Rationale For The Iraq War - Human Rights

Human Rights

The U.S. has cited the United Nations in condemnation of Hussein's human right abuses as one of several reasons for the Iraq invasion.

As evidence supporting U.S. and British claims about Iraqi WMDs weakened, the Bush Administration began to focus more upon the other issues that Congress had articulated within the Iraq Resolution such as human rights violations of the Hussein government as justification for military intervention. That the Hussein government consistently and violently violated the human right of its people is in little doubt. During his more than twenty-year rule, Hussein killed and tortured thousands of Iraqi citizens, including gassing and killing thousands of Kurds in northern Iraq during the mid-1980s, brutally repressing Shia and Kurdish uprisings following the 1991 Gulf War, and a fifteen-year campaign of repression and displacement of the Marsh Arabs in Southern Iraq. Hussein's brutal human rights record notwithstanding, war critics have severely questioned its use as rationale for military intervention.

Many critics have argued, despite its repeated mention in the Joint Resolution, that human rights was never a principal justification for the war, and that it became prominent only after evidence concerning WMDs and Hussein's links to terrorism became discredited. For example, during a July 29, 2003, hearing of the Senate Foreign Relations Committee, then Deputy Secretary of Defense Paul Wolfowitz spent the majority of his testimony discussing Hussein's human rights record, causing Senator Lincoln Chafee (R-RI) to complain that "in the months leading up to the war it was a steady drum beat of weapons of mass destruction, weapons of mass destruction, weapons of mass destruction. And, Secretary Wolfowitz, in your almost hour-long testimony here this morning, once -- only once did you mention weapons of mass destruction, and that was an ad lib."

Leading human rights groups such as Human Rights Watch and Amnesty International further argued that even had human rights concerns been a central rationale for the invasion, military intervention would not have been justifiable on humanitarian grounds. As Human Rights Watch's Ken Roth wrote in 2004, despite Hussein's horrific human rights record, "the killing in Iraq at the time was not of the exceptional nature that would justify such intervention."

More broadly, war critics have argued that the U.S. supported the Hussein regime during the 1980s, a period of some of his worst human rights abuses, thus casting doubt on the sincerity of claims that military intervention was for humanitarian purposes. Documents from the National Security Archive released in 2003 show that the U.S. provided considerable military and financial support during the Iran-Iraq war with full knowledge that the Hussein government was regularly using chemical weapons on Iranian soldiers and Kurdish insurgents.
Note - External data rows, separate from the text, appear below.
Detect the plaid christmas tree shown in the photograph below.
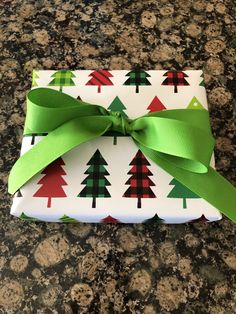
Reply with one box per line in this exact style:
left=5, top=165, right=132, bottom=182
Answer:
left=123, top=71, right=151, bottom=93
left=123, top=150, right=156, bottom=208
left=77, top=149, right=111, bottom=208
left=86, top=70, right=113, bottom=93
left=48, top=70, right=75, bottom=91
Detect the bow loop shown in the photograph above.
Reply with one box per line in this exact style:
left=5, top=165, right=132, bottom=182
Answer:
left=109, top=111, right=132, bottom=135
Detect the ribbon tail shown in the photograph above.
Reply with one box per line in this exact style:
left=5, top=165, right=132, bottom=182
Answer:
left=135, top=141, right=236, bottom=223
left=8, top=116, right=112, bottom=194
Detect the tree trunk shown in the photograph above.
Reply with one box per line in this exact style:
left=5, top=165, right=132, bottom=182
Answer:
left=30, top=134, right=35, bottom=145
left=47, top=197, right=52, bottom=207
left=92, top=197, right=96, bottom=208
left=137, top=197, right=141, bottom=208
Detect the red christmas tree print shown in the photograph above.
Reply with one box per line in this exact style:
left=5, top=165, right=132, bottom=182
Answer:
left=161, top=71, right=189, bottom=93
left=101, top=215, right=120, bottom=223
left=123, top=150, right=156, bottom=208
left=86, top=70, right=113, bottom=93
left=33, top=157, right=67, bottom=207
left=147, top=96, right=166, bottom=112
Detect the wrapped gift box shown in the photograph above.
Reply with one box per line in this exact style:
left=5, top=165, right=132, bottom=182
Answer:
left=11, top=70, right=222, bottom=223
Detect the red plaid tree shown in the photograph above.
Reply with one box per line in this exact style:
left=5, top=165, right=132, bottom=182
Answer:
left=147, top=96, right=166, bottom=112
left=123, top=150, right=156, bottom=208
left=33, top=157, right=67, bottom=207
left=161, top=71, right=189, bottom=93
left=86, top=70, right=113, bottom=93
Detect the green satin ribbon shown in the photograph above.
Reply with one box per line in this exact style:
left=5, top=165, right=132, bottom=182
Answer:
left=8, top=88, right=236, bottom=222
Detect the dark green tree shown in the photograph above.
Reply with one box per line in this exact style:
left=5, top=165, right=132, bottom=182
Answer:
left=123, top=70, right=151, bottom=93
left=48, top=70, right=75, bottom=92
left=105, top=96, right=128, bottom=145
left=167, top=178, right=200, bottom=208
left=187, top=96, right=206, bottom=110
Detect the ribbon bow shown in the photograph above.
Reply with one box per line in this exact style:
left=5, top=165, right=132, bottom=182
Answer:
left=8, top=88, right=236, bottom=222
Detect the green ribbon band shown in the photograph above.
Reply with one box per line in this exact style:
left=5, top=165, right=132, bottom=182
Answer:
left=8, top=88, right=236, bottom=222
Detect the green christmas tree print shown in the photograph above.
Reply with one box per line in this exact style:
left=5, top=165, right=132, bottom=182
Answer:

Following along this line, critics of the use of human rights as a rationale, such as Columbia University Law Professor Michael Dorf, have pointed out that during his first campaign for president Bush was highly critical of using U.S. military might for humanitarian ends. Others have questioned why military intervention for humanitarian reasons was justified in Iraq but not in other countries where human rights violations were even greater, such as Darfur.